麻痺らせた後は無双タイムだもん。敵は涙目にもなれず死ぬからある意味一番エグい魔法かな。

動けない恐怖、逃げられない恐怖、これから起こる事への恐怖…。うへぇ…


ストームであろうと帝国であろうと麻痺らせてザックザクに切り裂いたオレってテラ悪魔…

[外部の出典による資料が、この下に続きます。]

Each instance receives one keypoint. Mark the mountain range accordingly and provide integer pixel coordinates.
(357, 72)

「ちょっと自分に掛けてみるね。メイドさんに掛ける事なんて出来ないし」


また右手に力を込める

今度は黄緑だか黄色だかが混ざり合う若干おぞましいオーラが右手にまとわり着く。

そして、ソレをオレに向かって打った


バシュン!


「…あ」


「ら、ライト様!?」


突っ立って打った為、オレの身体はまさに棒立ちとなる。

支えのない棒は重力に従って倒れるしかない


「だだだ、大丈夫ですか!?」


前に倒れるという事はメイドさん直結…

おほぉ、こりは事故じゃ!って言い訳出来るじゃん!やったね!


「…だ、だいじょ…ぶ」


くそ!麻痺ってるから感覚も無い!メイドさんの腕の中に居るのに!

辛うじて口は動かせるし身体の器官は動いてるから話せるけど、威力を弱らせて無かったら死んでたよねこれって…


「とに…かく。オレ…ベッド…に…」


「は、はい!」


メイドさんはオレをお姫様抱っこしようとした、…が、関節も動かないからオレの体制を変える事すら出来ない。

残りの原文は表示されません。